EC IL-33 induces a selective systemic inflammatory response after myocardial pressure overload. (A) Serum IL-33 and (B) sST2 protein levels from the mice were analyzed by using ELISA (n = 6 in each group). ^#P < 0.05 compared with same genotype Sham controls. (C) mRNA expression of the IL13 and TGFβ1 gene in left ventricular tissues. (D) Serum levels of IL-13, TGF-β1, TNF-α, and IL-6 from the mice with TAC and Sham controls. (E) Treatment with IL-33 reduced hypertrophy only in WT and IL33^fl/fl-EC-CKO but not ST2^fl/fl-CM-CKO mice (n = 6 in each group). IL-33 caused no significant change under nonstress conditions in vivo.
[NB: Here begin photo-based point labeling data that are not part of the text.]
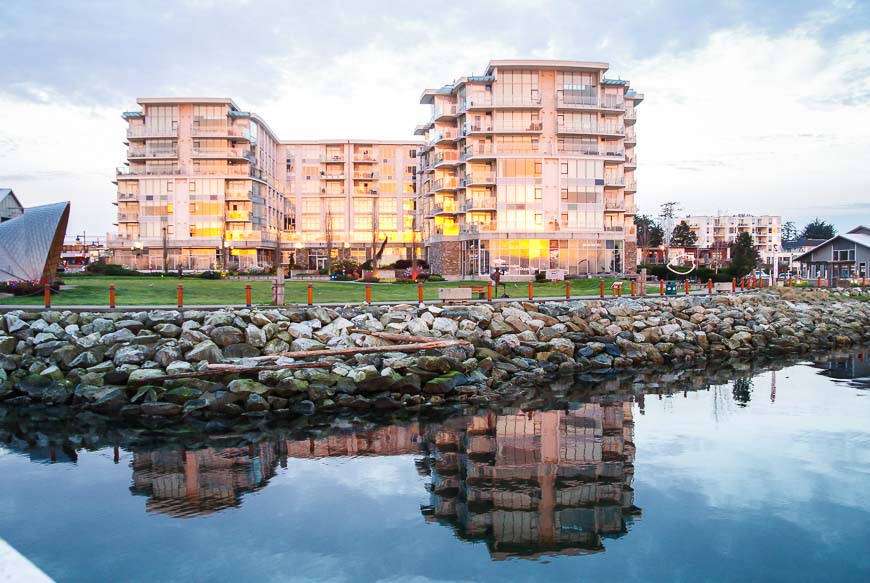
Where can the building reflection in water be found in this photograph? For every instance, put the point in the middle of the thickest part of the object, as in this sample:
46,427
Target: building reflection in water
549,482
528,484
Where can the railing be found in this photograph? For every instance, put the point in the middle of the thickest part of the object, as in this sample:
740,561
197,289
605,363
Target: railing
532,127
445,156
146,132
444,183
481,178
480,204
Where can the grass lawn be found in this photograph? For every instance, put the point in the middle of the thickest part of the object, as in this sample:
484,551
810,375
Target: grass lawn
131,291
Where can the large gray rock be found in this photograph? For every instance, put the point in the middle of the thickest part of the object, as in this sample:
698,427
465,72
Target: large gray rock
227,335
207,351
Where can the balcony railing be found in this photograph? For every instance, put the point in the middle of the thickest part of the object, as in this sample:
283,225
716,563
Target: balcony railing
147,132
533,127
478,178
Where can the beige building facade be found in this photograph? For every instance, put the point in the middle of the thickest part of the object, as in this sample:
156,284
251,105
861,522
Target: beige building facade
209,186
530,167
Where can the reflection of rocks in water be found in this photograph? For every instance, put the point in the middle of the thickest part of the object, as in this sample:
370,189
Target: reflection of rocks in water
552,482
190,483
848,366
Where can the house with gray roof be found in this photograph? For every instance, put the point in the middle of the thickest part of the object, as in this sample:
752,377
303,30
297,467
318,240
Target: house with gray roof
10,206
840,258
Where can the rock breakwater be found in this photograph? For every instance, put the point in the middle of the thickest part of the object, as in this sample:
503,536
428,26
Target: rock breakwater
116,363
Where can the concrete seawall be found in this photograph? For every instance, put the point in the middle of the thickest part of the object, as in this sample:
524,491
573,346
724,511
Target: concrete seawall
115,364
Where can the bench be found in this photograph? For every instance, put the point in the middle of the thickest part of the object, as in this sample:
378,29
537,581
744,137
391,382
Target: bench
480,290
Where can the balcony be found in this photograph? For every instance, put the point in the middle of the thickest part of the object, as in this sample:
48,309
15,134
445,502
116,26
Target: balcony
238,216
449,183
478,152
445,158
480,227
142,132
143,153
444,112
535,127
480,204
478,178
238,195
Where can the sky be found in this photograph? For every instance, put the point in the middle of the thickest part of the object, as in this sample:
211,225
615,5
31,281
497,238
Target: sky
751,106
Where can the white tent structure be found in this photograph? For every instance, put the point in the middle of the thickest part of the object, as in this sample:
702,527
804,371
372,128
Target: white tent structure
30,244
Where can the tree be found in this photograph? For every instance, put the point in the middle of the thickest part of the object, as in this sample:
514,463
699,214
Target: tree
649,233
684,236
819,229
789,231
744,257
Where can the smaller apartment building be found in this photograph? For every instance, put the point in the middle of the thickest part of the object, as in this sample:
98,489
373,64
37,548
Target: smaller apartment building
719,231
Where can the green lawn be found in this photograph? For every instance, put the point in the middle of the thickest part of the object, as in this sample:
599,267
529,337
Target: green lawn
130,291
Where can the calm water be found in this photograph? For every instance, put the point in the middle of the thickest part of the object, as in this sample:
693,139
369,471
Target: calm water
762,478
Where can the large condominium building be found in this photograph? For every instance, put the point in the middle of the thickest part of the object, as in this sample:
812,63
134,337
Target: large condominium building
207,185
721,230
530,167
350,197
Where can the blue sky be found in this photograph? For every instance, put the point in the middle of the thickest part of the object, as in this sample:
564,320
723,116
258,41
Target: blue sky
751,106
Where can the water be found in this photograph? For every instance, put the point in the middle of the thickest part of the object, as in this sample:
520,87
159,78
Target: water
761,478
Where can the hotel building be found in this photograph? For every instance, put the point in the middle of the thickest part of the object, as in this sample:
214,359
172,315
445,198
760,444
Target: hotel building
530,167
719,231
207,185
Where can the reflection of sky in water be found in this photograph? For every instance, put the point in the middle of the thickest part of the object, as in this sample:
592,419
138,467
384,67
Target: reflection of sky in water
769,491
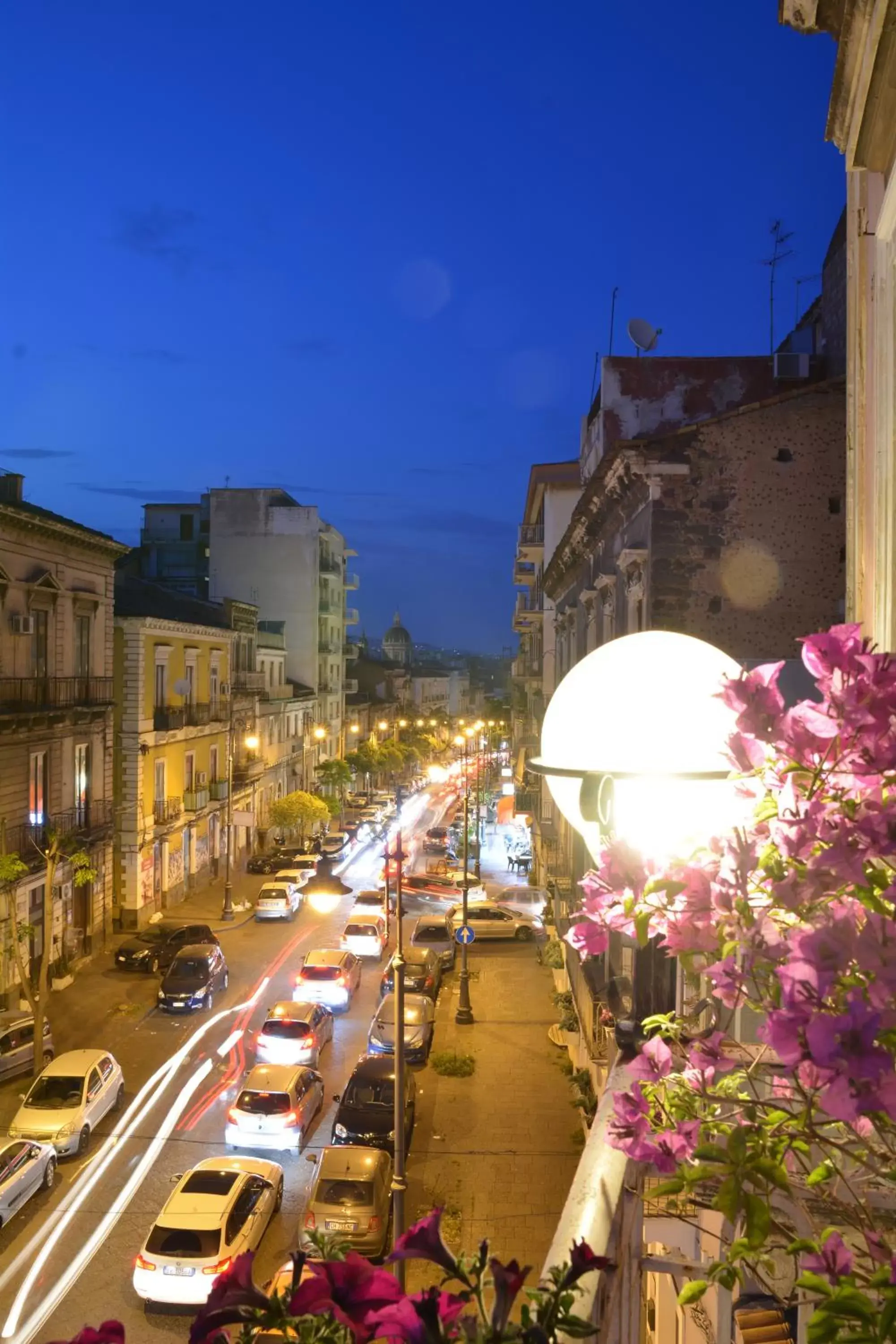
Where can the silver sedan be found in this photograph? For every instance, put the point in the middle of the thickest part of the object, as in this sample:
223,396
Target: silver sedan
26,1167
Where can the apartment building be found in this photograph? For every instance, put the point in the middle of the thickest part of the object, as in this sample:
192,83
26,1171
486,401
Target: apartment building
268,549
172,668
56,718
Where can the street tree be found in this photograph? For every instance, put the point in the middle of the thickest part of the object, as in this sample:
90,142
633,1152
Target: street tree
60,851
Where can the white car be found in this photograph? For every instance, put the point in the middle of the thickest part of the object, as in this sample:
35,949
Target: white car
69,1100
217,1211
279,900
276,1108
365,935
25,1170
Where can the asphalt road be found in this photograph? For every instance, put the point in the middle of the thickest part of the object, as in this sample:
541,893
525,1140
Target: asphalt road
120,1187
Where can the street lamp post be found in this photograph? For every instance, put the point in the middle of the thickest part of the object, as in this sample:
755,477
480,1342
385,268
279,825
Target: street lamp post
464,1015
400,1182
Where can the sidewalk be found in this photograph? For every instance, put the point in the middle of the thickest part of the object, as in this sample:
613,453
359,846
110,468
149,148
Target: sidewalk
497,1150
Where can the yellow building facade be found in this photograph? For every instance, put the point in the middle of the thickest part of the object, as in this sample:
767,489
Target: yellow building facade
172,668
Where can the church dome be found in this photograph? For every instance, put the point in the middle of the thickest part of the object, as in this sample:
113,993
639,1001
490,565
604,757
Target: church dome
397,642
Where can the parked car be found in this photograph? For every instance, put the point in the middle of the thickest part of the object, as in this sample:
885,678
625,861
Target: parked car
493,921
193,980
17,1043
422,974
328,976
353,1197
279,900
365,935
156,945
25,1170
276,1108
366,1108
370,902
295,1034
69,1100
420,1022
437,935
217,1211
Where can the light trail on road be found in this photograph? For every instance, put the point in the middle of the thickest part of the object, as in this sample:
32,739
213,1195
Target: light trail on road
146,1100
93,1244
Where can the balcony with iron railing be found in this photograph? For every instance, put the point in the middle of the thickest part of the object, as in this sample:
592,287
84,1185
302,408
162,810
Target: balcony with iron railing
167,810
43,694
195,800
29,838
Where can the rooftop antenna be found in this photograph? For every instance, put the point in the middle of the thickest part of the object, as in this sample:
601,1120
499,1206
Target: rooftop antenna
642,335
773,263
804,280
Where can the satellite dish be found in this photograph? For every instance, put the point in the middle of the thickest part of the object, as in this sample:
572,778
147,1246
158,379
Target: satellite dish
642,334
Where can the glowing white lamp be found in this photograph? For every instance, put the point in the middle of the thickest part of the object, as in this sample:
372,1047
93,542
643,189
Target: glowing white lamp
633,744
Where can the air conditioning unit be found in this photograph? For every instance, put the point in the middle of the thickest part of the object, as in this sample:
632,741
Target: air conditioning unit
792,365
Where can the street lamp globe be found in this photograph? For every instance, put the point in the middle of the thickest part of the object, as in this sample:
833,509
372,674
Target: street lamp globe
633,744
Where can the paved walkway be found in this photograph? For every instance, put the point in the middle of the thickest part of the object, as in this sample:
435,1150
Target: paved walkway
497,1148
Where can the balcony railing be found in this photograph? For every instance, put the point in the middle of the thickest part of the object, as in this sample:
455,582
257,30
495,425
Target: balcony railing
195,800
30,694
531,534
167,810
27,839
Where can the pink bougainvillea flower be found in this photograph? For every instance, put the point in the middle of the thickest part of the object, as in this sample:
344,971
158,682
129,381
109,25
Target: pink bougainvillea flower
835,1260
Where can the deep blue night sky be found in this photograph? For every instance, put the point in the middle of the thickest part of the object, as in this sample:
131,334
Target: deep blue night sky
366,250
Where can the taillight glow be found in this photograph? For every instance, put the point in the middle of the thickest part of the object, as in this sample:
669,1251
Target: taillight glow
217,1269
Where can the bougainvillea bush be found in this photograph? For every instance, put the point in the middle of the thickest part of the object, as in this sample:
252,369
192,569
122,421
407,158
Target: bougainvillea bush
793,1139
339,1297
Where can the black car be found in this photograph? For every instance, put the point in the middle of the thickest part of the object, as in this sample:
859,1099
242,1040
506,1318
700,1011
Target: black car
366,1108
156,945
422,974
194,979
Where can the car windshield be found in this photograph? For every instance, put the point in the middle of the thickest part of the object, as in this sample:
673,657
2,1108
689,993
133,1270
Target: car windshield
435,933
185,1242
189,968
54,1092
287,1029
413,1014
370,1092
345,1193
264,1104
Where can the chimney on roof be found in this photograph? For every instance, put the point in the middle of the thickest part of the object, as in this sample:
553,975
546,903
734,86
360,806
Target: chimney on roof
11,486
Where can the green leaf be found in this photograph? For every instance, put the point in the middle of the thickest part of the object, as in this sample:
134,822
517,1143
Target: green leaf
642,926
758,1217
692,1292
728,1198
814,1284
668,1187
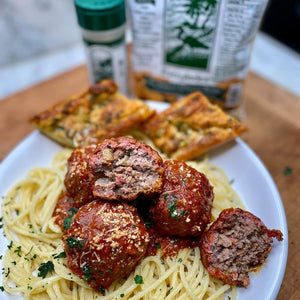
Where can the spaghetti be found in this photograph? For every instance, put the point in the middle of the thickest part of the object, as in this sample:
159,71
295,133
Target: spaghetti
35,264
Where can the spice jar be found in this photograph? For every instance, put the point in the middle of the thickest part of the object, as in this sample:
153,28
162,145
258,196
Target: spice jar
102,24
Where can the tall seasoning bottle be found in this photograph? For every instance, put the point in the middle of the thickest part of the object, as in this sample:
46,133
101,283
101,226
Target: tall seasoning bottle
102,24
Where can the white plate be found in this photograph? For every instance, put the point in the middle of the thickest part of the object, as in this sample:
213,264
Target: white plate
252,182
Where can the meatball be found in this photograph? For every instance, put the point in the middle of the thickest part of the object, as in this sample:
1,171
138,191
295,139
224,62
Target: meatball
236,242
184,206
77,180
105,241
123,168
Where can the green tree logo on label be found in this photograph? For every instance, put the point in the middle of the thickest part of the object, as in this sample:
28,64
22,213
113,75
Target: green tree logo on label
189,32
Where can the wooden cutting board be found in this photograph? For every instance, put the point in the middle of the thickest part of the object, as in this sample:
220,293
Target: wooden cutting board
272,116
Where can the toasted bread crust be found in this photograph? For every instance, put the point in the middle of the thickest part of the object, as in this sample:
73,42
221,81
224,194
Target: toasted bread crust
192,126
92,116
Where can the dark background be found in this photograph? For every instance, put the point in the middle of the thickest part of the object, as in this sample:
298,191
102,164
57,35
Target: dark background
282,22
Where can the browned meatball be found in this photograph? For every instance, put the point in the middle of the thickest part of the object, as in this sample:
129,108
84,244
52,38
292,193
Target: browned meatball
184,206
104,242
123,168
77,180
236,242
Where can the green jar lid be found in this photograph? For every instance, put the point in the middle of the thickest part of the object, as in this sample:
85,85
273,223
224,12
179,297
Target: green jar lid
100,14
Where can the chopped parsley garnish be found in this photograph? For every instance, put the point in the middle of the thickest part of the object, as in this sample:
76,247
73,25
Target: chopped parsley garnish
148,224
172,209
87,270
102,291
138,279
67,222
18,250
288,171
158,245
71,242
45,268
29,251
60,255
73,210
10,245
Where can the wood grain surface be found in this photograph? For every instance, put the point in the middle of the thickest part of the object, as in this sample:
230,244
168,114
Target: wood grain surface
272,116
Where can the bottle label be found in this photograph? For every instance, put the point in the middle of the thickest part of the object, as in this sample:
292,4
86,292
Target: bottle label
107,60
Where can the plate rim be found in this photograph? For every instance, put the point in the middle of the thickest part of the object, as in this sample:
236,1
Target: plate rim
274,289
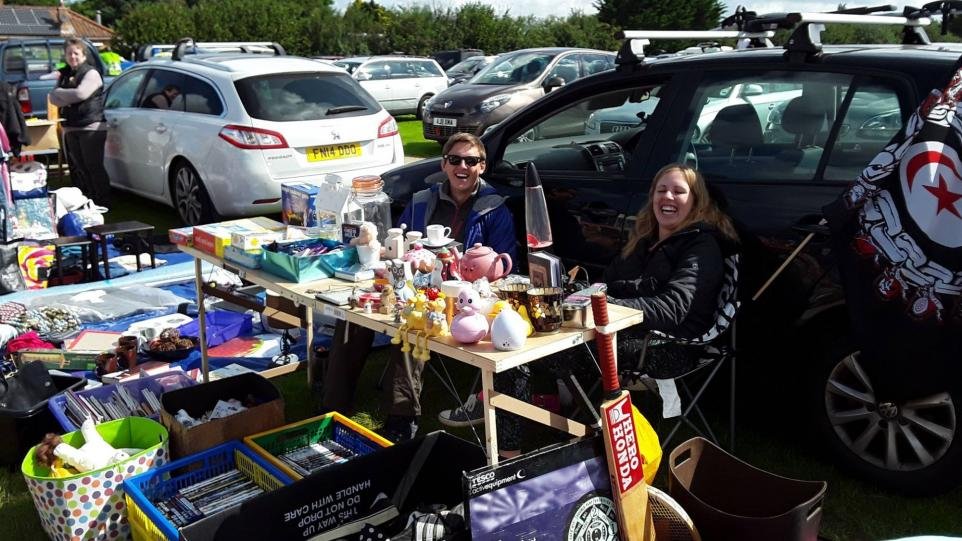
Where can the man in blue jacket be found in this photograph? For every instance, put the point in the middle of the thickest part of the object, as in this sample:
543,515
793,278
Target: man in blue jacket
476,213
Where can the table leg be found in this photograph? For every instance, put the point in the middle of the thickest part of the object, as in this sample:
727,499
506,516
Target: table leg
309,333
103,252
201,319
490,421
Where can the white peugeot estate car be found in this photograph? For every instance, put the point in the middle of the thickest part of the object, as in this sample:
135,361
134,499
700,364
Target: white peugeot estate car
216,134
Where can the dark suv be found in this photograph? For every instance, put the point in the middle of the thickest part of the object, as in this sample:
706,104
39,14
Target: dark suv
778,133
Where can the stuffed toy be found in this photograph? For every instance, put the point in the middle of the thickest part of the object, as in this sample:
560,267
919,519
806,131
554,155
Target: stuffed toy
94,454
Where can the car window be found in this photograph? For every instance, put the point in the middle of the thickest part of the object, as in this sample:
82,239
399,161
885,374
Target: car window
513,69
593,134
770,126
427,69
124,90
200,97
290,97
163,90
566,68
597,63
873,116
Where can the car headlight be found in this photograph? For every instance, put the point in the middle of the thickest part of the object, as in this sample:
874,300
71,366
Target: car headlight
494,102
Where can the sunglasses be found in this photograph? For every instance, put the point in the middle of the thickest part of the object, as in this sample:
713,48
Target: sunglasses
470,161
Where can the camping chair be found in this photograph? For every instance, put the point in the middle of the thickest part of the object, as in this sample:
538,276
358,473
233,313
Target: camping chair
718,346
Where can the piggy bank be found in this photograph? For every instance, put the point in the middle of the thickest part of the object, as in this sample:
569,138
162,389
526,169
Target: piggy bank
508,330
470,325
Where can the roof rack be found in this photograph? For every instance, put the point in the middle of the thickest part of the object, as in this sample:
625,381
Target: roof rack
185,44
632,50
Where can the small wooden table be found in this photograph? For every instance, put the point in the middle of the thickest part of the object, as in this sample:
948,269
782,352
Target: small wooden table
99,233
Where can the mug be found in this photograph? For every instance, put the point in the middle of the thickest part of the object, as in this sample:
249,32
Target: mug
544,308
515,294
438,233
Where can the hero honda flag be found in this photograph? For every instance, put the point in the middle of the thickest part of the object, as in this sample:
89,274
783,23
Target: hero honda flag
897,234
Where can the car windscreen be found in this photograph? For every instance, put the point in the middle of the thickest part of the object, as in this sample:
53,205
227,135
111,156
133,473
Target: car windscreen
289,97
514,69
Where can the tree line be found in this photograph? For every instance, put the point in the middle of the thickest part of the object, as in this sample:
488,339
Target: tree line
314,27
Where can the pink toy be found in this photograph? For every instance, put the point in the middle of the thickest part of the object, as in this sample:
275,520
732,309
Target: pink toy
470,325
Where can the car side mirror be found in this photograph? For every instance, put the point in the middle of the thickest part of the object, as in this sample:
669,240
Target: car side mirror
552,83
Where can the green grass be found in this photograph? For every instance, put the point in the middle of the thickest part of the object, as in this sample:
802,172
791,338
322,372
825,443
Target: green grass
415,145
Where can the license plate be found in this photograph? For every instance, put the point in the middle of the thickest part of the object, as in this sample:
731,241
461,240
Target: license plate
333,152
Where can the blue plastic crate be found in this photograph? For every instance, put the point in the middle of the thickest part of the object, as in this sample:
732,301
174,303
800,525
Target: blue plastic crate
142,491
158,384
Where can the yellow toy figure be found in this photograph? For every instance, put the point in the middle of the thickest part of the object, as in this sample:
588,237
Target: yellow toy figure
437,325
412,319
500,305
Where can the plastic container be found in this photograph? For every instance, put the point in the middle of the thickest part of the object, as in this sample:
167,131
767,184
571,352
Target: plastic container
24,426
143,491
369,203
158,384
730,499
330,427
91,505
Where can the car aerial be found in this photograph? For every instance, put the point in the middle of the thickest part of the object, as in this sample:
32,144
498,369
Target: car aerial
778,132
468,68
402,84
216,134
514,80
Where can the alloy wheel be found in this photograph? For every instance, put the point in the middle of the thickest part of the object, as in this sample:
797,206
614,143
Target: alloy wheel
904,436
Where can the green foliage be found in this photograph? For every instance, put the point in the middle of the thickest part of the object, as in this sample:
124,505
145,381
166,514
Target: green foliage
660,14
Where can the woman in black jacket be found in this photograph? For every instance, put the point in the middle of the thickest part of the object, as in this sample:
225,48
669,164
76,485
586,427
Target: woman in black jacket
672,268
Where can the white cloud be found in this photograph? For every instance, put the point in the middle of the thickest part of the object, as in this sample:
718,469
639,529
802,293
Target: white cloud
562,8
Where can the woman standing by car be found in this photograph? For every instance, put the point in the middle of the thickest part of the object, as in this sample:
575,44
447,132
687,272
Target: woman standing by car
79,94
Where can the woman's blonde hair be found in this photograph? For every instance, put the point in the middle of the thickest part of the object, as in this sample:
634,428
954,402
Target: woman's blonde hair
703,209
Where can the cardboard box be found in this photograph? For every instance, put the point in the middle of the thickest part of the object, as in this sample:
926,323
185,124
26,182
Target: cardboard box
299,204
181,236
200,399
337,501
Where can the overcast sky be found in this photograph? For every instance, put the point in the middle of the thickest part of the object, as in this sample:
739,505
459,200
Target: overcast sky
542,8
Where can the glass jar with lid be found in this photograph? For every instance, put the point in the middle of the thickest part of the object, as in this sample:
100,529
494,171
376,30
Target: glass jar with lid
369,203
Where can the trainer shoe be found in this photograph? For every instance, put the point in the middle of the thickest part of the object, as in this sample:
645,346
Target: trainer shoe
471,413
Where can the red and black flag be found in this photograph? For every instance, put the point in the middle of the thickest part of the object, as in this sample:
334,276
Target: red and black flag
897,234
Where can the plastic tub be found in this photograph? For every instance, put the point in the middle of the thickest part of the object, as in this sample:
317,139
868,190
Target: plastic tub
24,427
144,491
330,427
730,499
158,384
90,505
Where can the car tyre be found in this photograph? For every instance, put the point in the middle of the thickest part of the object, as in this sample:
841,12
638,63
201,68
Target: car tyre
419,114
190,197
913,446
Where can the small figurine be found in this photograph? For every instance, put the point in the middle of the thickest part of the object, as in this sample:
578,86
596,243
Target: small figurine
367,245
470,325
94,454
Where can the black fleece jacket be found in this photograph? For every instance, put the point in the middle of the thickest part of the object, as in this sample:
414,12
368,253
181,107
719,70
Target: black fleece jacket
675,283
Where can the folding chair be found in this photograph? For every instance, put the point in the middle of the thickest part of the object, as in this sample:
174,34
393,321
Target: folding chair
718,346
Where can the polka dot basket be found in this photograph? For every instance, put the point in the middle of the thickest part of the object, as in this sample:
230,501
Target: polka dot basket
91,505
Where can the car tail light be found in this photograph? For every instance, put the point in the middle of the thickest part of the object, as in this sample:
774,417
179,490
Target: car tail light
252,138
388,127
23,96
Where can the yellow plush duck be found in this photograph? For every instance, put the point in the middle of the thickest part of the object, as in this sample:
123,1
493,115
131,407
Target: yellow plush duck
500,305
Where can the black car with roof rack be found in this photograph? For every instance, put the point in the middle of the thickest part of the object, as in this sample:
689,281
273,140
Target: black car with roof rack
778,132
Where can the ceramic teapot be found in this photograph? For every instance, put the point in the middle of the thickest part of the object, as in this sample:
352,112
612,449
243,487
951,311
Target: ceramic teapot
483,262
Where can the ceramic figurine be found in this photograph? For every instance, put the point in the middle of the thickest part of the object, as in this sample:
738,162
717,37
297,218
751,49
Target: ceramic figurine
367,245
470,325
508,330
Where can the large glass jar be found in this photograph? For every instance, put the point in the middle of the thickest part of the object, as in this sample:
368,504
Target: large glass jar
369,203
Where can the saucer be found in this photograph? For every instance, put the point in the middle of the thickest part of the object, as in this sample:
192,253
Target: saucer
444,242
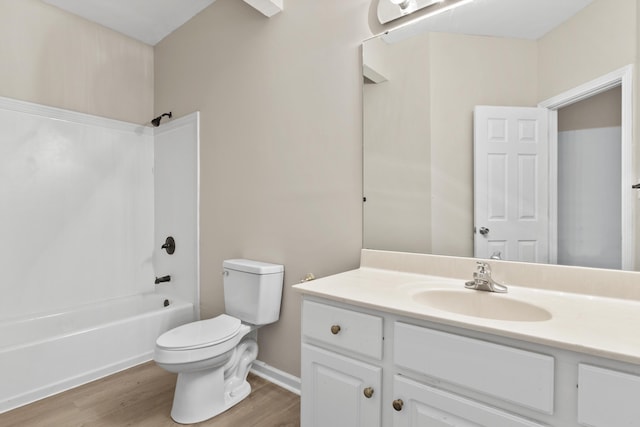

Data are shown as mean ± SD. Statistical analysis was performed with one-way ANOVA. *P < 0.05 and ^#P < 0.05 compared with same genotype Sham control group. NS, no significance.

Fig. 5.

Myocardial pressure overload induces IL-33 in cardiac ECs. (A) Expression of IL-33 in IB4+ cells (yellow arrowheads) and IB4– cells (white arrowheads) was analyzed using immunofluorescence staining. Endothelial IL-33 was not detected in cardiac tissues from IL33^fl/fl-EC-CKO mice. Wheat germ agglutinin (WGA) staining was used for cellular membrane (green); DAPI staining was used for the nucleus (blue); IB4 staining for was used for ECs (red); IL-33 staining was detected in the nucleus (gray). (Scale bar, 50 μm.) (B) Quantification of IB4+IL-33+ and IB4–IL-33+ cells in cardiac tissues from mice with Sham or TAC (n = 3 mice from each group). Data are shown as mean ± SD. Statistical analysis was performed with one-way ANOVA. *P < 0.05. NS, no significance. (C) IL33 transcript levels in isolated cardiac ECs and CFs from mice with TAC surgery. Relative expression was normalized to the IL33 levels in ECs isolated from mice prior to TAC (day 0).